Posted May 30, 2011 by editor in Film Reviews
 
 

Isadora Review


Hard on the prancing heels of Black Swan and Herzog’s Pina skips the re-mastered re-release of Isadora, the 1968 biopic of American modern dance pioneer Isadora Duncan (1877–1927). It’s easy to see why the late 60s adopted Duncan, a free-spirited, proto-feminist, Communist and bohemian, as an icon. How proto-feminist? Margaret Drabble is credited with ‘additional dialogue’. This is, after all, the story of a woman who celebrated her 12th birthday by vowing never to marry and then incinerated her parents’ marriage certificate to seal the deal. Sure, there are men in this film but they’re only here to show how much better off without them Duncan was.

Vanessa Redgrave was seemingly born to play Isadora Duncan, dancer or not. There are obvious parallels between their lives, even if some of them hadn’t happened when this film was released; the supporting of controversial political causes (in Duncan’s case it was Soviet Russia, in Redgrave’s it’s Palestine), the absolute commitment to artistic integrity, and the personal tragedies. Casting in a biopic wasn’t to get this perfect again until Stephen Fry tackled Wilde.

Director Karel Reisz and screenplay writers Melvyn Bragg and Clive Exton could have taken the populist route and focused on Duncan’s unconventional sex life and occasional instances of public nudity – instead, there is dancing. Lots and lots of dancing. Despite being beautiful where Duncan was famously plain, Redgrave proves herself to be a damn good hoofer: no body doubles required. She’s aided by the fact that Duncan was self-taught, and didn’t believe in pushing the body beyond its own range. As a result, ballet fans looking for dizzying fouettes and eye-watering flexibility won’t find much to marvel at here. As an actor, however, Redgrave uses her emotional range and lean, almost lanky, body to create fairly believable reproductions of the ‘Duncan Experience’. (She didn’t have much to go on beyond photographs and written accounts – the sole surviving film of Duncan is only five seconds long.) At times, Reisz films Redgrave from low angles that make her look monumental.

Redgrave also captures something darker at the heart of Duncan’s chaotic existence and near-obsessive dedication to her art: what the box cover describes as “naïve, effervescent radiance”, Redgrave conveys as something closer to manic depression. There are tears, and fights, and drunkenness, and spontaneous knees-ups, and the ardent pursuit of total strangers. At one point my viewing companion muttered “This is the maddest film ever”. Duncan might have been fun at parties, but she was bloody impossible to live with. Isadora is based largely on Duncan’s autobiography, which makes Redgrave’s ability to elicit her subject’s less attractive qualities all the more remarkable.
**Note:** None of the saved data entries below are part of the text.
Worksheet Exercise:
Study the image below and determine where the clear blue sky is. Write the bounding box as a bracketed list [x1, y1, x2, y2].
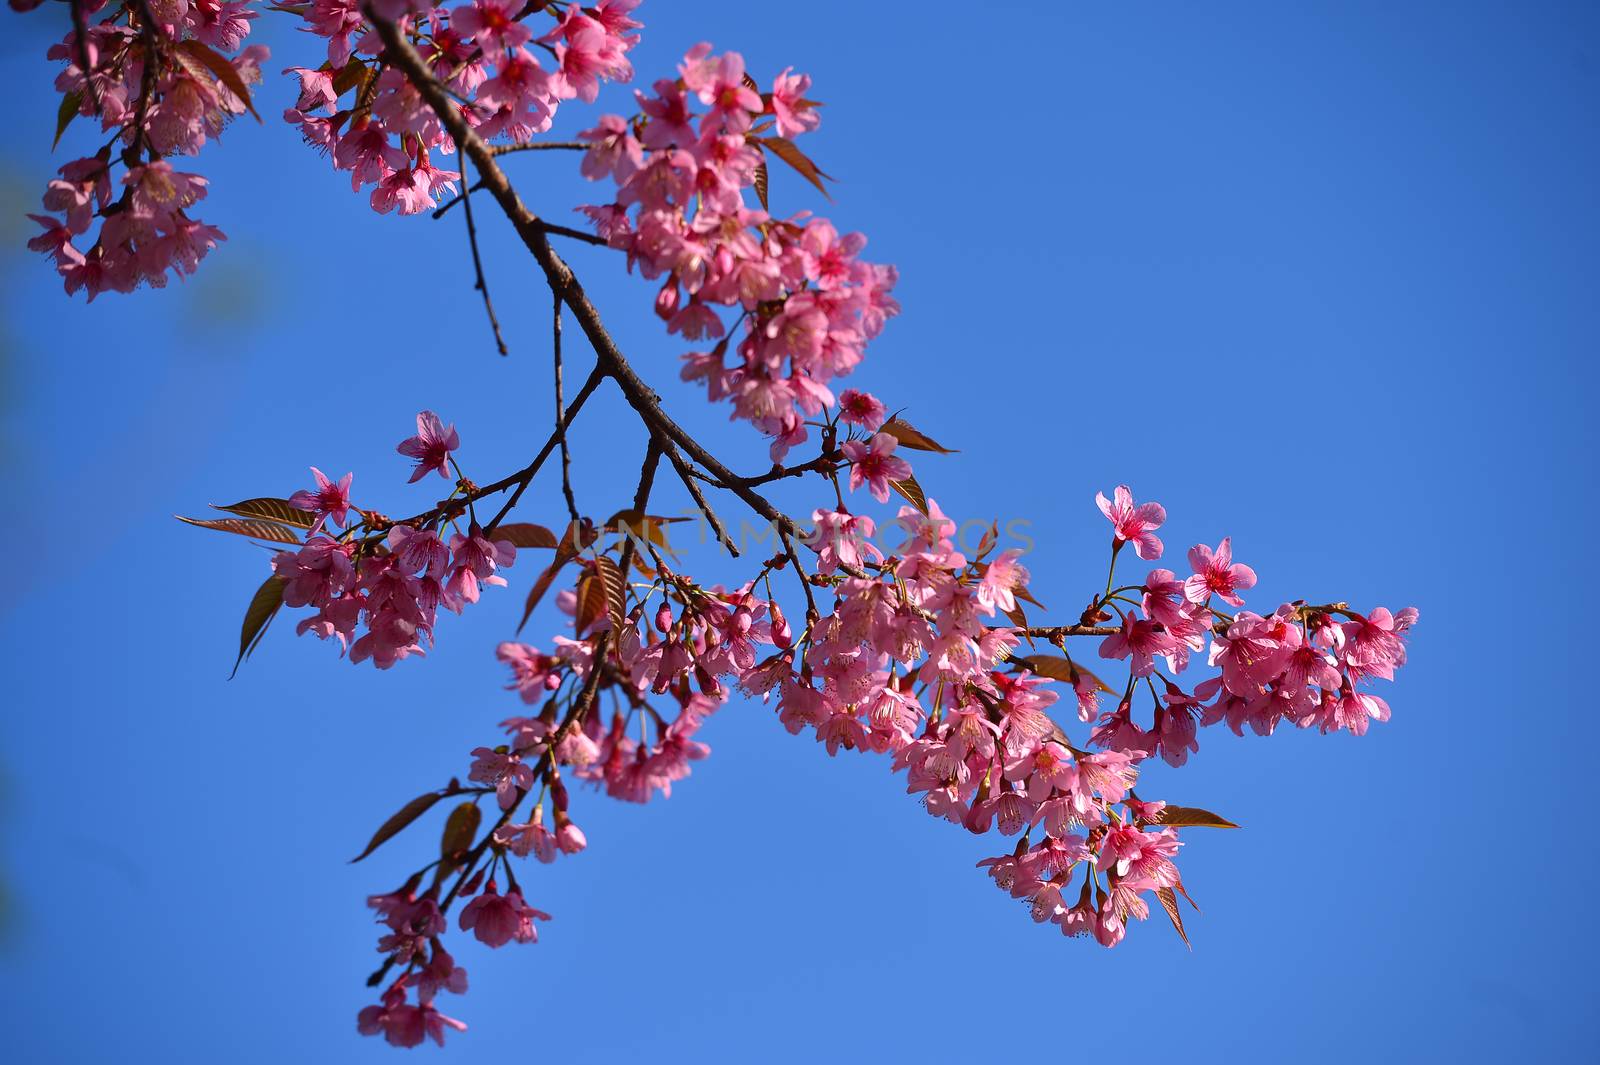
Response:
[1, 2, 1595, 1061]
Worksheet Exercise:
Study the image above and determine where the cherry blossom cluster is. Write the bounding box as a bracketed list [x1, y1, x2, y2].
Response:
[273, 410, 517, 669]
[284, 0, 640, 215]
[575, 44, 900, 460]
[358, 541, 794, 1046]
[9, 0, 1424, 1046]
[19, 0, 267, 298]
[736, 479, 1416, 946]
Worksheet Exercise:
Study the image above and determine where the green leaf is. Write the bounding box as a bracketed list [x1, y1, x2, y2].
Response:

It’s almost as amazing as the then 30 year-old Redgrave’s convincing on-camera journey from fearless adolescence to grief-stricken middle age.

The only bum note is the ending, in which Duncan’s grisly demise happens on-camera with unintentionally comedic results. It seems almost disrespectful, especially given the more restrained treatment of the drowning of her two young children. On the plus side, the amazing scenery (it was filmed on location in Yugoslavia, England, France, Croatia and Italy), costumes and decadent interiors, along with all the theatre pieces, make Isadora quite the feast for the eyes. Special mention has to go the scene set in Moscow where Duncan, clad only in a tunic and with her hair dyed red, performs for the Red Army by lamplight.

This reissue comes with more extras than you can shake a stick at, including the aforementioned five second clip of La Duncan herself, a clip from 70s art show Aquarius featuring some marvellous period fashions from the host and his guest and Lynn Seymour dancing a tribute to Duncan, and a full-length Royal Ballet performance of Isadora. Like the woman herself it’s all quite overwhelming; you should go out and buy this reissue at once.